Dr. Konstantin Pieper, Oak Ridge National Laboratory

Title

Exponential time differencing methods for global ocean models

Physical Location

Allen Hall 411

Abstract: The commonly employed models for the global ocean are composed of a coupled system of equations with different dynamics.  One of the main challenges in their numerical solution is the presence of multiple time-scales, where different processes (e.g., external and internal gravity waves, advection, vertical mixing) take different times to be completed.  In order to predict the underlying slow dynamics of ocean currents and stratification, time-stepping methods need to be able to take large steps not restricted by the fast transient processes, while maintaining both stability and accuracy.

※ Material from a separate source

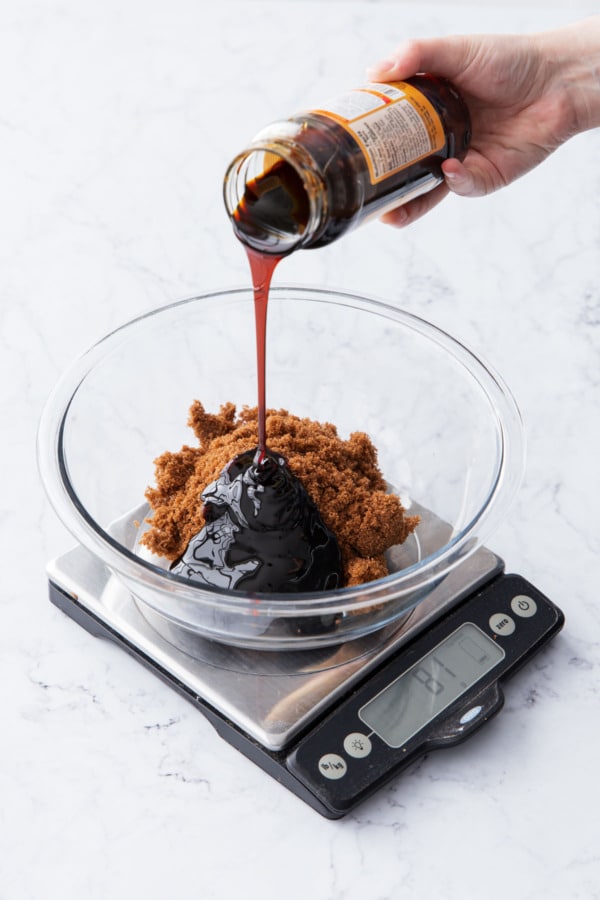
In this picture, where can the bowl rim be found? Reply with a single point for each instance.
(63, 497)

Towards this goal, we develop time discretization methods based on exponential integrators in the context of the E3SM model.  Mainly, we focus on the dynamics, and consider a stacked rotating shallow-water ocean model.  The method is based on a splitting of the forcing term into a linear rotating multi-layer wave-operator and a non-linear residual, capturing the advective forces.  Solution strategies for the linear part are based on skew-adjoint Krylov methods.  The resulting exponential integrators can take large time steps, independent of the speed of internal and external gravity waves.  Additionally, the vertically coherent structure of the fastest waves can be used to compress the wave operator into a few vertical modes.  In a special case, employing a reduction only to the barotropic component, we obtain a method with similar features to the well-known split-explicit method.  Numerical experiments show that the methods are stable over decade-long simulation horizons and accurately reproduce solution statistics.